In this book the main contents of the lectures which I gave at the University of Berlin during the winter semester 1906–07 are presented. My original intention was merely to put together in a connected account the results of my own investigations, begun ten years ago, on the theory of heat radiation; it soon became evident, however, that it was desirable to include also the foundation of this theory in the treatment, starting with Kirchhoff’s Law on emitting and absorbing power; and so I attempted to write a treatise which should also be capable of serving as an introduction to the study of the entire theory of radiant heat on a consistent thermodynamic basis. Accordingly the treatment starts from the simple known experimental laws of optics and advances, by gradual extension and by the addition of the results of electrodynamics and thermodynamics, to the problems of the spectral distribution of energy and of irreversibility. In doing this I have deviated frequently from the customary methods of treatment, wherever the matter presented or considerations regarding the form of presentation seemed to call for it, especially in deriving Kirchhoff’s laws, in calculating Maxwell’s radiation pressure, in deriving Wien’s displacement law, and in generalizing it for radiations of any spectral distribution of energy whatever.
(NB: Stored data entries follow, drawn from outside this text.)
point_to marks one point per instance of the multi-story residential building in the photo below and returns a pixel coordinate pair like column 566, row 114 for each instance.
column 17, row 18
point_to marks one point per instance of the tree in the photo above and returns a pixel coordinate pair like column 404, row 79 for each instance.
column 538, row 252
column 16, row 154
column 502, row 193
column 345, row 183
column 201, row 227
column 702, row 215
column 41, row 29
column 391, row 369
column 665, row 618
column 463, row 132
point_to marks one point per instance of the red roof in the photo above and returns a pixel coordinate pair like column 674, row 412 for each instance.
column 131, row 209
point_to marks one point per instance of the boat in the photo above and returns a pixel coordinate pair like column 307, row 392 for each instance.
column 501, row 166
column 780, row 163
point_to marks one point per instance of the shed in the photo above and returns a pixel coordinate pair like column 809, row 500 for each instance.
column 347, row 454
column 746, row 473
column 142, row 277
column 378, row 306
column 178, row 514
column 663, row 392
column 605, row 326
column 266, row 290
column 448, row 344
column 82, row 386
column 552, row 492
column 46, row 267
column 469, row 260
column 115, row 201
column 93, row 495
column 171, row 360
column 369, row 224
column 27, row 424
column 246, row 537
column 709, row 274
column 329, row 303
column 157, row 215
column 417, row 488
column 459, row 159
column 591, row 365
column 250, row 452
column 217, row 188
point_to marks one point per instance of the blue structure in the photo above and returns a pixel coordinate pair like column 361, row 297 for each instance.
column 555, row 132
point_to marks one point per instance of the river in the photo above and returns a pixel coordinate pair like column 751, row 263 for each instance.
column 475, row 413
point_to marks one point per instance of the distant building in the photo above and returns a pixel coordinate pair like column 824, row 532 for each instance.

I have at the proper place introduced the results of my own investigations into the treatment. A list of these has been added at the end of the book to facilitate comparison and examination as regards special details.
I wish, however, to emphasize here what has been stated more fully in the last paragraph of this book, namely, that the theory thus developed does not by any means claim to be perfect or complete, although I believe that it points out a possible way of accounting for the processes of radiant energy from the same point of view as for the processes of molecular motion.